Normally a placid pawsonality - my pawtience was tested en route to the Shetland Islands when cheeky canines commandeered my kennel on the ferry! Imagine howling gales as I recall this pawticular travel tail.
In our quest to explaw the most remote and fascinating places - especially in the current climate - the excitement was palpable as we boarded the overnight ferry to the Shetland Islands.
However the hoomans were pawplexed - and I was very indognant - on seeing two spaniels snugly ensconced in the kennel reserved for me!
High seas drama and a bit of a palaver as North Link Ferries sorted it out. I calmed down and counted sheep to get to sleep in my rightful bed.
Situated between Norway and mainland Scotland, the Shetland Islands are applawded as among Europe’s top destinations. They also have delicipaws award-winning fish and chips at Frankies in Brae. Sharon always gives me her batter and half her chips but Steve never falls for my doleful eye pawformance. He should do before he starts getting pawky!

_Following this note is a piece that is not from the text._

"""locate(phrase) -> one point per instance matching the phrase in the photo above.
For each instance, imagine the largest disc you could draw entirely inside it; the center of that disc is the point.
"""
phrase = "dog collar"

Further North of the mainland is the island of Yell where we saw a pawgeous Shetland pony. Owned and cared for by local crofters, they originated in the Shetland Isles in the Bronze Age and have stayed there ever since.
With a population of less than 1,000 people, Yell is an oasis of peace, wildlife and wild flowers where the main occupations are farming, fishing and fish farming.
We saw just three people during our stay but missed seeing the otters who had feasted on crab and left the shells littered by the shore line after their gipawmous feast!
The islands have a strong Viking heritage which is appawent on the Isle of Unst where we explawed the reconstruction of a Viking longhouse. The remains of 60 longhouses can be found on Unst - more than in Scandinavia.
Unst is Britain’s most northerly inhabited island - if you go any further you’d be in Norway. Our highlight was walking to the Hermaness National Nature Reserve at the furthermost point which is managed by Scottish Heritage.
The reserve - a dramatic cliff-top - is a haven for over 100,000 birds in breeding season including gulls, shags, gannets, puffins and kittiwakes.
The noise was deafening and I watched the gipawmous number of them in amazement.
Designated as a national nature reserve (NNR) in 1985, it spans over 2,380 acres and takes in all the Hemaness peninsular.
Abspawlutely mesmerised at the sights and sounds I sat with Sharon while Steve took lots of photographs for pawsperity.
As I put my kennel glitch into pawspective, I reflected on how my Shetland Islands adventure had far surpawsed my expawtations.